Sweetie, You Won’t Believe It è un film leggero e molto divertente, in cui si è davvero impossibile trattenere le risate, ma questo non significa che non faccia tremendamente sul serio; la prima volta che vediamo il bifolco con un occhio solo in azione, colui deputato a rivestire il ruolo di principale boogeyman, non c’è nulla da ridere o da scherzare: è brutale, repentino, feroce e con una bella esplosione di gore ad accompagnarlo. Esplosione che arriva senza alcun preavviso, perché fino a quel momento il film era stato una commedia con un paio di siparietti da crimine organizzato, ma molto all’acqua di rose; e invece è lì che si entra nei territori cari a questo blog e a chi lo legge: la cara, vecchia provincia dove si nascondono i mostri che, a quanto pare, è identica dappertutto e non conosce distinzioni geografiche o culturali. Se ti allontani dal confortevole caos dei centri commerciali, dei condominii, degli appartamenti piccolo-borghesi, sprofondi in luoghi oscuri in cui smarrirti e morire male.
Però, e dovrebbe già essere evidente ma è sempre meglio ribadirlo, Sweetie You Won’t Believe It non è un clone di omologhi americani, anche se mi pare ovvia la conoscenza enciclopedica del filone da parte del regista, nonché la ormai consolidata presenza di questo serbatoio di incubi rurali nel nostro immaginario collettivo; il film ha una sua specificità, e credo ce l’abbia anche da un punto di vista culturale, sebbene io non possieda proprio gli strumenti per condurre un’analisi di questo tipo. Anzi, chiunque sia in grado di farmi una lezione sul Kazakistan è benvenutə.
La specificità che posso rilevare con i mezzi a mia disposizione è relativa al modo in cui Nurgaliyev gestisce il trio di personaggi principali, e in particolare Dastan, nella sua relazione con gli amici d’infanzia ormai diventati adulti e con la moglie. Qui c’è un discorso molto interessante sul crescere, sul prendersi le proprie responsabilità, su che cosa significhi essere un “vero uomo”, sulle circostanze della vita che ci allontanano dalle vecchie amicizie, e su quanto però se ne abbia bisogno per non impazzire e, in questo caso, letteralmente essere accoppati da un pazzo armato di falcetto.

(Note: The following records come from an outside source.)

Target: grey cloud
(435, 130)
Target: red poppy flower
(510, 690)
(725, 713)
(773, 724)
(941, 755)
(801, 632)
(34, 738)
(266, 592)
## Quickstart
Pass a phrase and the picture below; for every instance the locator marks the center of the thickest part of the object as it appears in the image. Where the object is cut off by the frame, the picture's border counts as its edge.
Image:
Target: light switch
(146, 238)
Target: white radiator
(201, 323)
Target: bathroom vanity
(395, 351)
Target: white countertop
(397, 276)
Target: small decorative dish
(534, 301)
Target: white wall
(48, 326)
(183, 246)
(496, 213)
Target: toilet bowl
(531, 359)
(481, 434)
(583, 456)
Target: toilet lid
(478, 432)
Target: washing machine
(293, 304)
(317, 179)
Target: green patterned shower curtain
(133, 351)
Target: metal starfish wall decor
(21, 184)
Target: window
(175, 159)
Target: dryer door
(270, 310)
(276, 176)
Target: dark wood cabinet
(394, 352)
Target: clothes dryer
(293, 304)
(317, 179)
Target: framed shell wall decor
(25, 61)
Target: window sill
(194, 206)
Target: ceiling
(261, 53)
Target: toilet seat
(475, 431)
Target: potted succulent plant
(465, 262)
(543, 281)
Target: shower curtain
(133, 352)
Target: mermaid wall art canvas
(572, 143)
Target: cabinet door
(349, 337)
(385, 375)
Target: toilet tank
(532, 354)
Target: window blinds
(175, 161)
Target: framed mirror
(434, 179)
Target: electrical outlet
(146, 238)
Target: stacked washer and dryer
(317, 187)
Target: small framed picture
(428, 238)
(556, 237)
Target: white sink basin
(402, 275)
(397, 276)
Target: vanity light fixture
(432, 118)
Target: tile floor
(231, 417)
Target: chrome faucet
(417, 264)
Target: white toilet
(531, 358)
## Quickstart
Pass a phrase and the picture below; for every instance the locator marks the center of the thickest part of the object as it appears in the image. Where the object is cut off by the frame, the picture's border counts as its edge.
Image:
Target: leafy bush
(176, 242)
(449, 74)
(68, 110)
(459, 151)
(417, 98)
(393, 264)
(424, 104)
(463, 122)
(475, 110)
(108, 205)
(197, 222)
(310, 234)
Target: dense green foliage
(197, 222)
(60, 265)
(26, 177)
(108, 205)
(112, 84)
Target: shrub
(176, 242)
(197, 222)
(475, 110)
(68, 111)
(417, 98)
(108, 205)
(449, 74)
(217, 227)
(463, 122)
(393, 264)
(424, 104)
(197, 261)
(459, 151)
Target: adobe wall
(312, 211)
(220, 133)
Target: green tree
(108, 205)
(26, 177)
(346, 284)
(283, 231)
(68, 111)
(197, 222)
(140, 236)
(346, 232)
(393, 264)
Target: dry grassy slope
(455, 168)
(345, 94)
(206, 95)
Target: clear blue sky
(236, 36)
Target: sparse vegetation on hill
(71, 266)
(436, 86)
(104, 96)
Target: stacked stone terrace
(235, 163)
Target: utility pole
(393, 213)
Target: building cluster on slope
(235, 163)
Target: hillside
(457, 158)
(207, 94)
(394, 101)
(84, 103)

Oltre a essere quindi uno spasso che fila come un proiettile e non cala di ritmo nemmeno per sbaglio e nemmeno per un microsecondo, il film è anche intelligente nel ribaltare i cliché con cui si apre, nel dare ai propri personaggi una vitalità che va oltre il generico “moglie stronza”, “marito zerbino”, “amici un po’ sfigati e rimasti eterni adolescenti”. Non che queste componenti manchino, ma sono soltanto il punto di partenza di una storia che stravolge il loro senso una volta arrivata in fondo. Sempre col sorriso sulle labbra e sempre inanellando una pazzia dietro l’altra. Sempre dando questa impressione di caos altamente organizzato da una regia con un dinamismo che molti colleghi statunitensi di Nurgaliyev, con qualche milione di dollari in più, se lo sognano la notte e pregano, un giorno, di poterci arrivare.
Quindi vedetelo, che non ci sono scuse. Il film è del 2020, ma la sua distribuzione internazionale risale al febbraio di quest’anno, quindi potrebbe entrare di diritto tra gli horror migliori del 2022. Io ve l’ho detto.